Very few people know that I’m a high school drop-out that had a child at eighteen. After four years of working two jobs and going to college I opened my first web development company. I give much of the credit to the mother of my child. An amazing woman that always pushed for us to be more than our circumstances.

What software and web services do you use? What do you love about them?

I recently fell head-over-heals in love with WordPress. I come from the age of coding everything from scratch and was very hesitant to use WP for my website. It’s not even how easy WP is to use; it’s the fact that there is a plug-in (one that actually works) for just about every idea I have. I also use Hootsuite and don’t know what I’d do without the ability to schedule my weekly social interactions. Plus, the fact that I can actually send out content to all my LinkedIn groups – ya, that just rocks. When it comes to finding and registering for local tech events Eventbrite has become my best friend. Of course, Google is a huge part of my life as I’m sure it is for many others, with Gmail, Youtube, Calendar, and Drive.

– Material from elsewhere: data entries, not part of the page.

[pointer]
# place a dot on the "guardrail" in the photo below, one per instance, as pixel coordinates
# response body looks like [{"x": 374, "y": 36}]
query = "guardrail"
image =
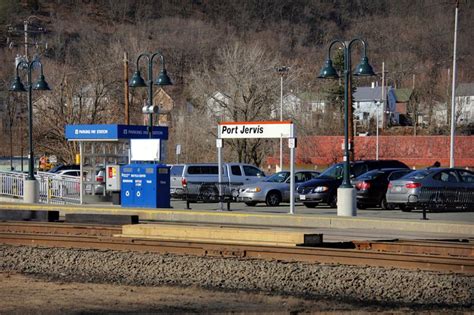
[
  {"x": 53, "y": 188},
  {"x": 58, "y": 189},
  {"x": 11, "y": 184},
  {"x": 446, "y": 198}
]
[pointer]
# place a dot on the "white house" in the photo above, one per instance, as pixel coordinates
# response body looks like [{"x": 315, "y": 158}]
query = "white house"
[
  {"x": 217, "y": 105},
  {"x": 465, "y": 103},
  {"x": 368, "y": 102}
]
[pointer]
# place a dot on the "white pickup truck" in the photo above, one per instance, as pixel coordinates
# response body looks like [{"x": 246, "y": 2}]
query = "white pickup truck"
[{"x": 202, "y": 179}]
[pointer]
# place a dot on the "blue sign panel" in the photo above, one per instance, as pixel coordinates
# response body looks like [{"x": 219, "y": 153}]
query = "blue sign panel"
[{"x": 113, "y": 132}]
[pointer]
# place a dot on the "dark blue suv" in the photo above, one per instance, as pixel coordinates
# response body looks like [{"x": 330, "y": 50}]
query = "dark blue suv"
[{"x": 323, "y": 189}]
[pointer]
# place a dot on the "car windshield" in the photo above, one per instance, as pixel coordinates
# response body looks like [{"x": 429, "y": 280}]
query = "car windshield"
[
  {"x": 176, "y": 170},
  {"x": 369, "y": 175},
  {"x": 279, "y": 177},
  {"x": 334, "y": 171},
  {"x": 416, "y": 175}
]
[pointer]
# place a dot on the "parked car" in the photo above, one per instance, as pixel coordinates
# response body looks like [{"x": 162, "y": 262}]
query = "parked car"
[
  {"x": 201, "y": 179},
  {"x": 441, "y": 187},
  {"x": 176, "y": 175},
  {"x": 98, "y": 182},
  {"x": 274, "y": 189},
  {"x": 63, "y": 167},
  {"x": 323, "y": 189},
  {"x": 371, "y": 187}
]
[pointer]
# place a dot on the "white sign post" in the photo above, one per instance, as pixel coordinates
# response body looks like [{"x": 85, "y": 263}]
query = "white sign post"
[{"x": 262, "y": 129}]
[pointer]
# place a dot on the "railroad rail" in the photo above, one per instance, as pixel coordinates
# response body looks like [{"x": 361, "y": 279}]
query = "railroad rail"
[{"x": 102, "y": 237}]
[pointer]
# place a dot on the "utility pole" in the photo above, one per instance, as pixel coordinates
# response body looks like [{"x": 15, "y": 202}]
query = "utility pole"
[
  {"x": 383, "y": 94},
  {"x": 350, "y": 114},
  {"x": 282, "y": 71},
  {"x": 126, "y": 91},
  {"x": 453, "y": 91}
]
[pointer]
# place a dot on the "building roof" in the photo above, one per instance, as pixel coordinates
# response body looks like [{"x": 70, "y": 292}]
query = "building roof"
[
  {"x": 311, "y": 96},
  {"x": 465, "y": 89},
  {"x": 369, "y": 94},
  {"x": 403, "y": 95}
]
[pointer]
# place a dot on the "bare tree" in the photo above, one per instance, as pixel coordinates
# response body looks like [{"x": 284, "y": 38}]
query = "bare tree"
[{"x": 239, "y": 87}]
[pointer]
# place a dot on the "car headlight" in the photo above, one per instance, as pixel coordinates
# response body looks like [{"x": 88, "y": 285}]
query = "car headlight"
[
  {"x": 320, "y": 189},
  {"x": 254, "y": 189}
]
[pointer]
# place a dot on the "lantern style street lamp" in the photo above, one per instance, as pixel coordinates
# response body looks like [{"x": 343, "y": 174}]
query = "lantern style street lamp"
[
  {"x": 162, "y": 80},
  {"x": 346, "y": 203},
  {"x": 30, "y": 187}
]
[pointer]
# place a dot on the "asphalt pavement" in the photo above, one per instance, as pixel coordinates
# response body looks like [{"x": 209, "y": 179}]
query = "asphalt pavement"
[{"x": 438, "y": 215}]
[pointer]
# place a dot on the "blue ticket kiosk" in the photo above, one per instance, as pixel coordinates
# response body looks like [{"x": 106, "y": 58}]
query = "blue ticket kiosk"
[{"x": 145, "y": 185}]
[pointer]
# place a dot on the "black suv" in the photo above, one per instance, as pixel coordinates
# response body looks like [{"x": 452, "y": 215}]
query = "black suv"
[{"x": 323, "y": 189}]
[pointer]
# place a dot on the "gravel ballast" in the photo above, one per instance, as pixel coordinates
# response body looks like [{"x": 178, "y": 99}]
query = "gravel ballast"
[{"x": 351, "y": 283}]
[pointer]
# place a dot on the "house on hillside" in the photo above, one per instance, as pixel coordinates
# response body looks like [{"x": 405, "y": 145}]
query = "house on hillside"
[
  {"x": 217, "y": 104},
  {"x": 403, "y": 104},
  {"x": 368, "y": 101},
  {"x": 465, "y": 103},
  {"x": 166, "y": 105},
  {"x": 290, "y": 107}
]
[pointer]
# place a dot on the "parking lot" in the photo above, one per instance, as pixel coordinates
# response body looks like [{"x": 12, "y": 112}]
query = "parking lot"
[{"x": 438, "y": 215}]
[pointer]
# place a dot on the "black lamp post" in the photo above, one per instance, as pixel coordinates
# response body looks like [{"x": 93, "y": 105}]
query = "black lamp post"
[
  {"x": 17, "y": 86},
  {"x": 328, "y": 72},
  {"x": 162, "y": 80}
]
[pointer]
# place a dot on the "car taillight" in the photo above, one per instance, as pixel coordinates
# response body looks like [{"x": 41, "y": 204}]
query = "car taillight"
[
  {"x": 363, "y": 185},
  {"x": 413, "y": 185}
]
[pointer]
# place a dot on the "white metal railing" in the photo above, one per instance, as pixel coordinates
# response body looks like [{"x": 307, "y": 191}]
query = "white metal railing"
[
  {"x": 58, "y": 189},
  {"x": 53, "y": 188},
  {"x": 11, "y": 184}
]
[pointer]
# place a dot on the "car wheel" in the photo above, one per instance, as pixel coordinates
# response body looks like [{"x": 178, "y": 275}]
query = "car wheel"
[
  {"x": 405, "y": 208},
  {"x": 361, "y": 206},
  {"x": 209, "y": 193},
  {"x": 333, "y": 202},
  {"x": 385, "y": 205},
  {"x": 273, "y": 199}
]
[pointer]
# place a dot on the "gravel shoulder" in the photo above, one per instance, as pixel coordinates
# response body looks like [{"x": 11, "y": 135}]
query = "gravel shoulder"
[{"x": 74, "y": 280}]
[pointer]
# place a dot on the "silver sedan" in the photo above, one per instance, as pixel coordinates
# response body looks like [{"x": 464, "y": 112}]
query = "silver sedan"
[
  {"x": 433, "y": 187},
  {"x": 274, "y": 189}
]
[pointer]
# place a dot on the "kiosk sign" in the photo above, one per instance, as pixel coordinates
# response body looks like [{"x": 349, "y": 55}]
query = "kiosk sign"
[{"x": 257, "y": 129}]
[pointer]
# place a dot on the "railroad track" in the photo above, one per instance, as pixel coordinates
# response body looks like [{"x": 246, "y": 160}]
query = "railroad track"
[{"x": 445, "y": 256}]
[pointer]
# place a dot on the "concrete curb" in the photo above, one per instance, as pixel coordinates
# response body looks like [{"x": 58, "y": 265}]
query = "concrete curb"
[{"x": 263, "y": 219}]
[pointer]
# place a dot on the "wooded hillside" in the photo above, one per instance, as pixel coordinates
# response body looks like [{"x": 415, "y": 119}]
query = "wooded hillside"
[{"x": 226, "y": 46}]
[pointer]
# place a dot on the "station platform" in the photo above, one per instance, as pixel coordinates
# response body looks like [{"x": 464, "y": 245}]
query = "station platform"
[{"x": 319, "y": 221}]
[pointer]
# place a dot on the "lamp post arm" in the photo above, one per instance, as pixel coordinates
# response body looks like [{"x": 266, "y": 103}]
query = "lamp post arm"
[
  {"x": 32, "y": 64},
  {"x": 21, "y": 63},
  {"x": 140, "y": 57}
]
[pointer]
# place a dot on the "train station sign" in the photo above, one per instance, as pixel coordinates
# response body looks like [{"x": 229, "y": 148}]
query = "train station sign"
[{"x": 256, "y": 129}]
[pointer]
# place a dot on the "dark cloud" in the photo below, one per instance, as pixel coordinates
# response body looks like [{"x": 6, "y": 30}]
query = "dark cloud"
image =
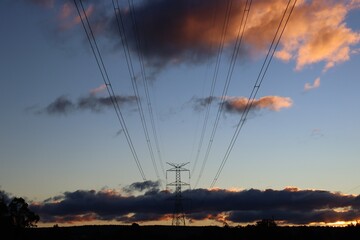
[
  {"x": 141, "y": 186},
  {"x": 200, "y": 103},
  {"x": 191, "y": 31},
  {"x": 291, "y": 206},
  {"x": 5, "y": 197},
  {"x": 239, "y": 104},
  {"x": 63, "y": 105}
]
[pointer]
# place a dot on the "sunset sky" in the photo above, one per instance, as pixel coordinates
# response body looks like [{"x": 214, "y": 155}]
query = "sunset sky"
[{"x": 259, "y": 97}]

What is the one book that you recommend our community should read and why?

Just one? That’s tough. Well, I would have to say “Think and Grow Rich” by Napoleon Hill. It’s an absolute must read for anyone who wants to break out of the Matrix. The reality for most of us is that we’ve been taught rules about money and the world in general that just aren’t true. This book will wake you up to some truths that will break your limiting beliefs.

What people have influenced your thinking and might be of interest to others?

I would have to say that Joel Osteen and Stephen Covey have been the biggest influencers in my life. Covey gave me the tools I needed to tap into a personal power I never knew existed. Osteen taught me about a higher power that was non-judgmental and actually caring. A power greater than myself that actually wanted huge successes in my life. I do want to be clear that my definition of success is very simply “Living with Passion”. I truly believe that everything else falls into place when you live with that perspective.